If you're on a mooring, chances are good that it is one of two issues. The first is that you got cheap zincs...and the material got eaten away because of the quality of the material used. If you bought "brand name" zincs, then the problem is more likely a DC ground leak on your boat.

To find a DC ground leak, use the instructions I posted a while back, which I've re-posted here.

Quote:
If you want to test to see if you have a DC-based ground leak, the test for that is rather simple. The steps for seeing if you have a DC-ground leak are as follows:

First—the preliminary diagnosis test:


1) Turn off all equipment and disconnect any solar panels
2) Disconnect the positive side of the battery banks.
3) Leave the main battery isolation switch turned on for the bank in question
4) Set the meter to VDC mode, range appropriate for your battery bank
5) Connect the meter between the positive terminal and the disconnected cable

The meter should give no reading. If it reads XX volts for your XX VDC system, one of two things is happening.

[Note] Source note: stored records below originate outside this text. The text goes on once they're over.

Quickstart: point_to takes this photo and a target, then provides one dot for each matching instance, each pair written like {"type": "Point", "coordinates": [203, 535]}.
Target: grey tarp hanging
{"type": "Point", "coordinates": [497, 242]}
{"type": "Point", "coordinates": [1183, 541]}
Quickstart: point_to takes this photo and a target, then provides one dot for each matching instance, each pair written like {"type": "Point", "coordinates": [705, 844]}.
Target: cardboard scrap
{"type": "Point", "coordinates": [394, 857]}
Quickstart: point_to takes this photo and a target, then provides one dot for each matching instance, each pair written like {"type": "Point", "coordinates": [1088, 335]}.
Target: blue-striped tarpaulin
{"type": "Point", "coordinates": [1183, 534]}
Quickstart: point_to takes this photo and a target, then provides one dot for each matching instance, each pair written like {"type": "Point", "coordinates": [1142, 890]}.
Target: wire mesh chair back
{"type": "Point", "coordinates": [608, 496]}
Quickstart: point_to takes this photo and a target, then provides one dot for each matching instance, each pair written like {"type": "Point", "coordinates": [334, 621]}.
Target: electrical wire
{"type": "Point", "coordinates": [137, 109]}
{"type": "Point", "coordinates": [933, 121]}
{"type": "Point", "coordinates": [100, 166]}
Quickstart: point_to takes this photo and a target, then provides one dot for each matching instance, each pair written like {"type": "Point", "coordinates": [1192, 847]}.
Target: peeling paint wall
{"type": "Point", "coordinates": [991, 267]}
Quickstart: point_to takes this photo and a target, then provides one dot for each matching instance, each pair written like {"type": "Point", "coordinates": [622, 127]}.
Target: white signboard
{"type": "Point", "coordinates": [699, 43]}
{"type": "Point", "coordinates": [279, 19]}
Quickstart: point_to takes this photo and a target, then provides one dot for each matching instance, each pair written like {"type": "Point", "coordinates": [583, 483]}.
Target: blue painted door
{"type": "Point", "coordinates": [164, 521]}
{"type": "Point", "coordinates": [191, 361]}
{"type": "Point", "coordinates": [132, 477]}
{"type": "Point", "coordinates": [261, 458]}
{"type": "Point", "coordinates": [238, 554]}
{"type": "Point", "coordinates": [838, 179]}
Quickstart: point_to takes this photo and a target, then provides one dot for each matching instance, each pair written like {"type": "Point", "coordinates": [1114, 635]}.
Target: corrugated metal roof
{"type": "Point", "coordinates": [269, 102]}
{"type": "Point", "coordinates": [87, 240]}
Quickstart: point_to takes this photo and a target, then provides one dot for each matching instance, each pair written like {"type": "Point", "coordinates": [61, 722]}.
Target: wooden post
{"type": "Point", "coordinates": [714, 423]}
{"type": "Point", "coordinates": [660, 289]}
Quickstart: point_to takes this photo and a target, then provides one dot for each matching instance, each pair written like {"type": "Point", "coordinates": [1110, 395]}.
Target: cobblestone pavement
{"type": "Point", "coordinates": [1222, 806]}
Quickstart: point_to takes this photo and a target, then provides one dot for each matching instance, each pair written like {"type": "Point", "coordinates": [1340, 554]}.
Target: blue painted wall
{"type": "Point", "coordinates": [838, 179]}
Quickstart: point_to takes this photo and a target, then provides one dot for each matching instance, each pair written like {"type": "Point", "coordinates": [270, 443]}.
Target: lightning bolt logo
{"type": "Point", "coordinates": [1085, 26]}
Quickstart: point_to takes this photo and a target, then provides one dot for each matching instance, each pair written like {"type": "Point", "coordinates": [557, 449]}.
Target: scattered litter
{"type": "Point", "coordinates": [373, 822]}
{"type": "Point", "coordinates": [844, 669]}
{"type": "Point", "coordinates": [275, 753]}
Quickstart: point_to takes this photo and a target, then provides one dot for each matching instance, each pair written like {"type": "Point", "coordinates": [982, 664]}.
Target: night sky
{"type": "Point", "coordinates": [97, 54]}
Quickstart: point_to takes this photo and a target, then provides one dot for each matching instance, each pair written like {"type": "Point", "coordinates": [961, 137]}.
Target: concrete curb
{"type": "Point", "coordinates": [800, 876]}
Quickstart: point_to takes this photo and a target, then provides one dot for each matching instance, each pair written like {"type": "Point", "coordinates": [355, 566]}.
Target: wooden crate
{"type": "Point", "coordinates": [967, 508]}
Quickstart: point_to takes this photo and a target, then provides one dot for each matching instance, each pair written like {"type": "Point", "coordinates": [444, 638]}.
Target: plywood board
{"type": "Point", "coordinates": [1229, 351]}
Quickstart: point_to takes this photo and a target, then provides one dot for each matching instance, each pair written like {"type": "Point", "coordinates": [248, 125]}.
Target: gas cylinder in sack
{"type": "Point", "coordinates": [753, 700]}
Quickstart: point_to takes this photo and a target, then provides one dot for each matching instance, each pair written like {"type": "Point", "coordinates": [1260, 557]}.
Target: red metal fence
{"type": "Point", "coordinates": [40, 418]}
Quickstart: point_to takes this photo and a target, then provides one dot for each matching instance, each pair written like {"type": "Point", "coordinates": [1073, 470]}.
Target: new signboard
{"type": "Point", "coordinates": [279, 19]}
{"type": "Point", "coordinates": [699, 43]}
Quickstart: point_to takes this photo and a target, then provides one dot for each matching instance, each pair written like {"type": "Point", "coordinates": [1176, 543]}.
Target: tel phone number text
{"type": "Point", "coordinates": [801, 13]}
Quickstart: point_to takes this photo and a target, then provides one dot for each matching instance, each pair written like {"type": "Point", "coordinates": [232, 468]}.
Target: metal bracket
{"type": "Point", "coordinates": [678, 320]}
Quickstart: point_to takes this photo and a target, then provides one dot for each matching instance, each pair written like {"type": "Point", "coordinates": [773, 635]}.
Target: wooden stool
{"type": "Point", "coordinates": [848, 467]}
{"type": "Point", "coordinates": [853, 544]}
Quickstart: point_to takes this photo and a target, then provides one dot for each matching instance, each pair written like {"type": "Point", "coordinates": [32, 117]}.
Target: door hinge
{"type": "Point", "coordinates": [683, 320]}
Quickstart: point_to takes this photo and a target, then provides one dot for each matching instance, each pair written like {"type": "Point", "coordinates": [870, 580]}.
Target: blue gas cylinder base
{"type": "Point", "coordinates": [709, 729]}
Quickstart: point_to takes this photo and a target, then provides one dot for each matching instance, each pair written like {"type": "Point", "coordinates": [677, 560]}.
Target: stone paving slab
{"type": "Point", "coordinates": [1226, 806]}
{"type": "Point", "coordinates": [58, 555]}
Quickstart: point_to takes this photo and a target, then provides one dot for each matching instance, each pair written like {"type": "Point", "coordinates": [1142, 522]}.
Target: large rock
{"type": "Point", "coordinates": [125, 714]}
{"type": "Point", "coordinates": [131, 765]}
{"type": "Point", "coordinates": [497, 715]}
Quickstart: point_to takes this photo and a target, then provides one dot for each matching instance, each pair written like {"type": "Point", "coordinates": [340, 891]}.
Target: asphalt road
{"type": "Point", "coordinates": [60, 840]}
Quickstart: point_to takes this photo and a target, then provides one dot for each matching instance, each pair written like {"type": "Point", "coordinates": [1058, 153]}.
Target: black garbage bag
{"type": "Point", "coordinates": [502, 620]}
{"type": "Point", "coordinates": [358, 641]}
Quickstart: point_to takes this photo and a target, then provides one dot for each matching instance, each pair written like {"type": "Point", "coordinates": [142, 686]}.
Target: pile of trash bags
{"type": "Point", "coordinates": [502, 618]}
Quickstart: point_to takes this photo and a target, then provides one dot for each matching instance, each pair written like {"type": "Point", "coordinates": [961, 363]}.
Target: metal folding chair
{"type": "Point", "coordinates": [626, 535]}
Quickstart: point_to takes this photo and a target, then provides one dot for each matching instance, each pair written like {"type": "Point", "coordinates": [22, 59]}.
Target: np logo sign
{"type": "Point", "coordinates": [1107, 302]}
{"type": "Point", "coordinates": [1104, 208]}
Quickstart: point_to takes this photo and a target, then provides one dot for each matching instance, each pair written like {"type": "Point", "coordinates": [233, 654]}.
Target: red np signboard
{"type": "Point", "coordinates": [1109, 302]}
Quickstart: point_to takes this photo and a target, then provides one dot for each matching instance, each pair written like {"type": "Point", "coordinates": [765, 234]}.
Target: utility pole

1) You've left some equipment connected and turned on. This could be a bilge pump, a power feed to a stereo for the radio's memory and clock functions, or a hard-wired fume detector.

2) If you've disconnected all the "hard-wired" equipment and still get a reading, then you've most likely got a ground leak in your boat's DC system.

The Ground Leak Check:

1) Set the meter in Ohm mode and set it to the lowest range (x1).
2) Connect the leads of the Ohm-meter (or multimeter in Ohm mode) to the disconnected positive lead and the negative terminal of the battery.

The meter is now reading the resistance of any circuit to ground that exists in the boat's wiring. The reading on the Ohm meter display can help you identify the cause of the leak.

0-10 Ohms means it is most likely a piece of equipment left on
10-1k Ohms is a low-drain piece of equipment left on, or a serious ground leak
1k-10k Ohms is a minor leak
10k+ Ohms is an insignificant leak

How Big is The Leak?

The ammeter function of the multi-meter can tell you what the current leakage is. If your meter can read up to 10 Amps DC, then you can use it to measure amperage for leaks down to about 1.3 Ohms resistance on a 12 VDC system, or 2.6 Ohms for a 24 VDC system.

To see how big the leak is, put the probes on the positive battery post and the disconnected cable. The meter readings can be interpreted as shown:

<1mA — insignificant leakage
1–10mA — minor leakage
10mA–1A — major leak or some equipment left on
>1A — Usually some equipment left on.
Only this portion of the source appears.